Ling IT, Florens L, Dluzewski AR, Kaneko O, et al.: "The Plasmodium falciparum clag9 gene encodes a rhoptry protein that is transferred to the host erythrocyte upon invasion."Molecular Microbiology. (in press). (2004)

Ling IT、Florens L、Dluzewski AR、Kaneko O 等人：“恶性疟原虫 clag9 基因编码一种棒状体蛋白，该蛋白在入侵时转移至宿主红细胞。”分子微生物学。

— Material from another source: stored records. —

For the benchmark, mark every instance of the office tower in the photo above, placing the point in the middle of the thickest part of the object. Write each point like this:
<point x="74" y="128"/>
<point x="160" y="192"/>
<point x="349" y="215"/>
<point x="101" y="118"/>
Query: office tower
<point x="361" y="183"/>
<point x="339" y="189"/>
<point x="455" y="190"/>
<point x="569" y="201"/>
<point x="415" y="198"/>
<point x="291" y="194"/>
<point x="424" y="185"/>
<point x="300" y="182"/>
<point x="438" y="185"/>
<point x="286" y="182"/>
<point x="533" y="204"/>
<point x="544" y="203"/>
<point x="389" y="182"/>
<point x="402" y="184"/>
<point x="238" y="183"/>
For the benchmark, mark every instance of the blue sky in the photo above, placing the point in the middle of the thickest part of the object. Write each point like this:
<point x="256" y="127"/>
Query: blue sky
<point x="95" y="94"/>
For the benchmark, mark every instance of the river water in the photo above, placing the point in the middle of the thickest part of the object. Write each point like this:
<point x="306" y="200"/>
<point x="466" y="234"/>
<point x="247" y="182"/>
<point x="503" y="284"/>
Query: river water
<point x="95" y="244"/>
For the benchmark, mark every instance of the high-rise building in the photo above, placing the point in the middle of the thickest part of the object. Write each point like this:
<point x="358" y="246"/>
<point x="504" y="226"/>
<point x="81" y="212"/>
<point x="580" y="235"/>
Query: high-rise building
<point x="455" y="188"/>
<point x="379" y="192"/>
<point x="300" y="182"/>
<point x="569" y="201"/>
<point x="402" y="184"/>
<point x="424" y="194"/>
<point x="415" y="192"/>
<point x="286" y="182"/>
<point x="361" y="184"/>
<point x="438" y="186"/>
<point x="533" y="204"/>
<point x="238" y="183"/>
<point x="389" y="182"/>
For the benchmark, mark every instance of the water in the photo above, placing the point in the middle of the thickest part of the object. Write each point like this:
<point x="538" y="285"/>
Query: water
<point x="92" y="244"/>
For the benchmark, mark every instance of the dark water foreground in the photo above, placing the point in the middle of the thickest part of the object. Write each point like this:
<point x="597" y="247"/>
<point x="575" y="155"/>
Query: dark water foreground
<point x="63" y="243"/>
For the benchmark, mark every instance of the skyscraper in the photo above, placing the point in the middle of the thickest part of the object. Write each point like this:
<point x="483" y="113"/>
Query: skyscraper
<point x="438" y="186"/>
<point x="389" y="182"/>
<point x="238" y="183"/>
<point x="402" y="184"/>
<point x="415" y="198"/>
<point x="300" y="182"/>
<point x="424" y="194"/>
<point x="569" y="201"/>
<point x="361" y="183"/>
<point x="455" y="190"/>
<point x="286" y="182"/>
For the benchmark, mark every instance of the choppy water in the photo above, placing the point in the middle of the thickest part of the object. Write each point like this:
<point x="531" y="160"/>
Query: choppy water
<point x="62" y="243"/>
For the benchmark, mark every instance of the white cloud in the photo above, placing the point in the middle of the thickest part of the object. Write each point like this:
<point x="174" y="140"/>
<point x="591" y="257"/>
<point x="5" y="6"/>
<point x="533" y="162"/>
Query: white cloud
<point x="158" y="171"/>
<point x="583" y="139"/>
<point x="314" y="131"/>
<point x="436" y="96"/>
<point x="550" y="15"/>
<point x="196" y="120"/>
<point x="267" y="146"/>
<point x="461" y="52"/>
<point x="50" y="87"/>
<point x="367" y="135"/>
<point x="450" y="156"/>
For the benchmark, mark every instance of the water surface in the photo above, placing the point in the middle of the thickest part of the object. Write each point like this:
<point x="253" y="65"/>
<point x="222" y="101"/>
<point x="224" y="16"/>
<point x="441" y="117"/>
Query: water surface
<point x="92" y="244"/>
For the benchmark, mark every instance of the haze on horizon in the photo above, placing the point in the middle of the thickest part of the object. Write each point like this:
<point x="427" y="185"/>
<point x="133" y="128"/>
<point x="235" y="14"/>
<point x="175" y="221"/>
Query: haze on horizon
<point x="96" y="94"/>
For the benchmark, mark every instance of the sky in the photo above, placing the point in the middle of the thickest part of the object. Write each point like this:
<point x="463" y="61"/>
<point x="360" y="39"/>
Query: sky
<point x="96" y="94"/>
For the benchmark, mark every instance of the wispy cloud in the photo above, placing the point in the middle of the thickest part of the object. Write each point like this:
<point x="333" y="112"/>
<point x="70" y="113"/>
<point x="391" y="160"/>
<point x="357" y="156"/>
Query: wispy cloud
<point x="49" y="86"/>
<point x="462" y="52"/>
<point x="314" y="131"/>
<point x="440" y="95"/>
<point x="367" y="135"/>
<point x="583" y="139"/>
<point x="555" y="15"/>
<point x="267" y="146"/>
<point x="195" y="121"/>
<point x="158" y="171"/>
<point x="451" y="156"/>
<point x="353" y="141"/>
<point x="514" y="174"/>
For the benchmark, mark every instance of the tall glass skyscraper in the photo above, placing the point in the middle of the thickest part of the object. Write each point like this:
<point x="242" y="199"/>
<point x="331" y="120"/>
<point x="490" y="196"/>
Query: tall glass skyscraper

Arakawa T, Tsuboi T, Kishimoto A, Sattabongkot J, Suwanabun N, Rungruang T, Matsumoto Y, Tsuji N, Hisaeda H, Stowers A, Shimabukuro I, Sato Y, Torn M: "Serum antibodies induced by intranasal immunization of mice with Plasmodium vivax Pvs25 co-administered

Arakawa T、Tsuboi T、Kishimoto A、Sattabongkot J、Suwanabun N、Rungruang T、Matsumoto Y、Tsuji N、Hisaeda H、Stowers A、Shimabukuro I、Sato Y、Torn M：“用疟原虫鼻内免疫小鼠诱导的血清抗体

Tsuboi T, Kaneko O, Eitoku C, Suwanabun N, Sattabongkot J, Vinetz JM, Torn M.: "Gene structure and ookinete expression of the chitinase genes of Plasmodium vivax and Plasmodium yoelii"Molecular and Biochemical Parasitology. 130(1). 51-54 (2003)

Tsuboi T、Kaneko O、Eitoku C、Suwanabun N、Sattabongkot J、Vinetz JM、Torn M.：“间日疟原虫和约氏疟原虫几丁质酶基因的基因结构和动合子表达”分子和生化寄生虫学。